More cold water was thrown on electric cars at a German conference on "the new automobile" earlier in May. Wolfgang Lohbeck, transportation expert at Greenpeace Germany, was reported in Automotive News of reminding his audience that electric cars run mostly on power derived from coal and nuclear power. And that's not environmentally friendly.
Until now, Renault-Nissan CEO Carlos Ghosn was seen as the most prominent proponent of battery-powered vehicles -- and something of a maverick -- with his high-volume expectations for his company's electric Leaf and his bullish market-share projections for electric cars in general.
Aggressive pricing has stirred early interest in the Leaf, and competitors have taken notice. Ghosn believes that electric vehicles will represent 10% of the global car market by 2020. That's as much as ten times more than the forecasts of independent analysts.
Toyota (TM) was already planning to introduce its own electric car in 2012, and the Tesla deal gives it a chance to hedge its bets.

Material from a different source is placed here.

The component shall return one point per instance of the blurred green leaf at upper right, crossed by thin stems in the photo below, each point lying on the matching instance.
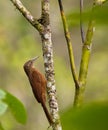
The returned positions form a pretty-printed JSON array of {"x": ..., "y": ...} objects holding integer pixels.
[{"x": 100, "y": 15}]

Palo Alto-based Tesla, after some early start-up woes, has sold more than a thousand $100,000 roadsters and is developing plans to make a four-door. The Model S will have a base price of about $50,000 and go on the market in 2012. Tesla hopes to sell 20,000 a year.
All this electric car activity threatens to overshadow General Motors' much heralded efforts to build the Chevrolet Volt.
The Volt, which goes on sale in limited quantities at the end of this year, is more hybrid than pure electric. Its batteries are only good for 40 miles of driving (the Leaf claims a range of 100 miles) before an auxiliary gasoline motor kicks in.
Of course, the auto industry has shown spurts of enthusiasm for new technologies before, only to back off in the face of market response, infrastructure and economics.
At the Frankfurt auto show in 1999, automakers tried to one-up each other by promising the early introduction of electric cars powered by fuel cells. When then-Daimler CEO Juergen Schrempp heard that his Japanese competitors were planning to launch in 2005, he insisted that Daimler would have a fuel cell car on the market in 2004.
Eleven years later, fuel cell cars are further away from production now than they were then. The challenges of developing a hydrogen infrastructure to feed the fuel cells have proved insoluble.
Developing an infrastructure of electric charging stations for battery-powered cars could yet turn out to be the biggest barrier to adoption. Except for Nissan, few car companies are yet clamoring for that business opportunity.